Y	Hacker News new \| ask \| show \| jobs

by somejan 5134 days ago

Implemented correctly (with using e.g. scrypt as the hashing component, and making sure the hashes are large enough so that the chances are neglegible of an attacker finding a match to a different hash than that was originally generated from the users password), this scheme would be no less secure than the traditional way of storing one scrypt hash per user.

The only effective difference would be that the entire database would become a single unit instead of a collection of separate hashes. Both an attacker and your webapp need to carry this extra weight of a monolithic blob of un-dividable data. It probably won't really slow down an attacker trying to brute force it if he has the data, but it may be more difficult to get the data in the first place.

But if an attacker has access to, say 10% of the hashes, he'll still be able to brute force 10% of the user accounts with weak passwords.

A different way to get a similar result of requiring a huge amount of data to be able to start cracking, would be to treat the database like a huge bloom filter: treat the database as a huge bit array of (say) a petabyte, hash the user's password with a hundred different hash functions (but with scrypt-like slowness), and use those 100 hashes as 100 indexes into the array to set the corresponding 100 bits. To verify a password, create those same 100 hashes and check if all 100 bits are set. Now, if an attacker has access to a part of the database, he won't be able to determine with certainty of any of his guesses at the user's passwords are correct.
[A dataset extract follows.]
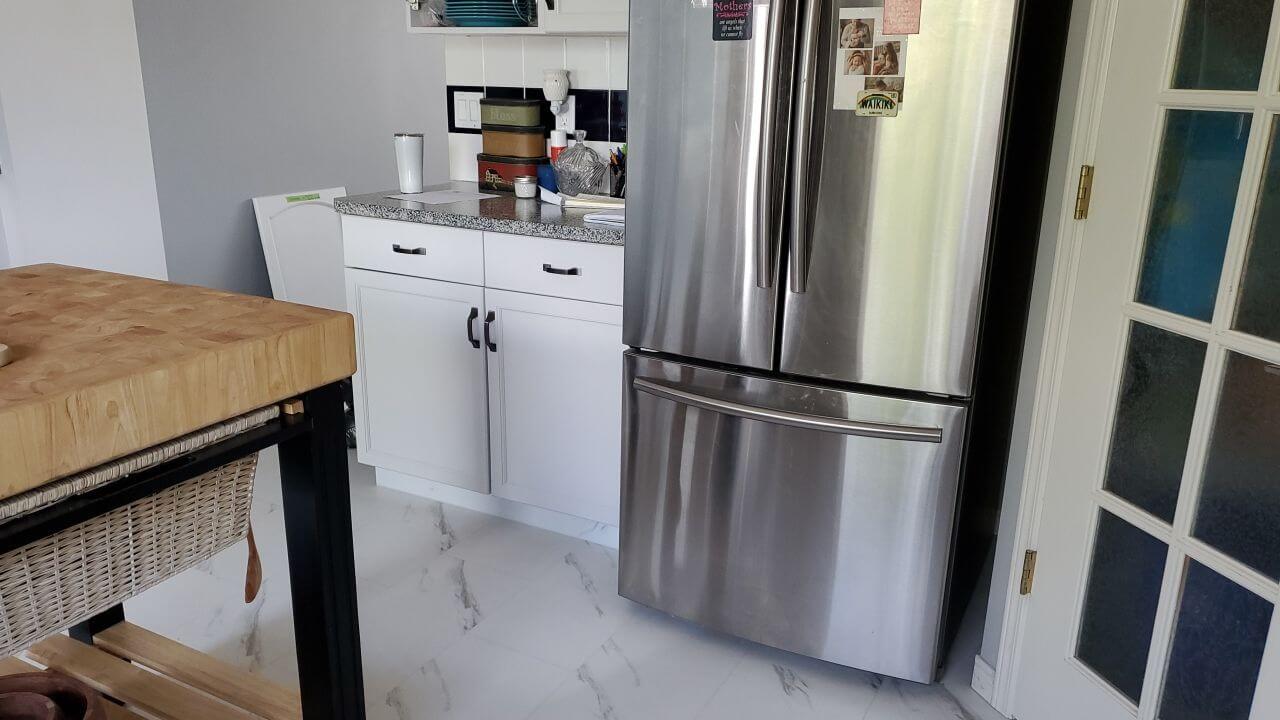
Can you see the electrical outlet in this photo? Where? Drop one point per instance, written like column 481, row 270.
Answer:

Yet a third way to accomplish the same goal: pre-generate a petabyte of random data. To hash a user's password, apply a standard scrypt, then based on the resulting hash, generate a 100 pseudorandom offsets into the petabyte of data. At each of those 100 offsets, read a few (say, 16) bytes from our petabyte of random data, and finally store a hash of (scrypt_result + huge_data[offset1] + huge_data[offset2] + ... + huge_data[offset100]). You'd still have one hash per user, but to check a hash you also need access to a huge block of random data. The block of data functions in a way as an additional system-wide salt.

Anyway, there are more ways to get to a similar result as the OP's proposal. I'm not sure if it buys any additional security or if it's just more of a hassle for the webapp implementing this, but at least it's fun to think about.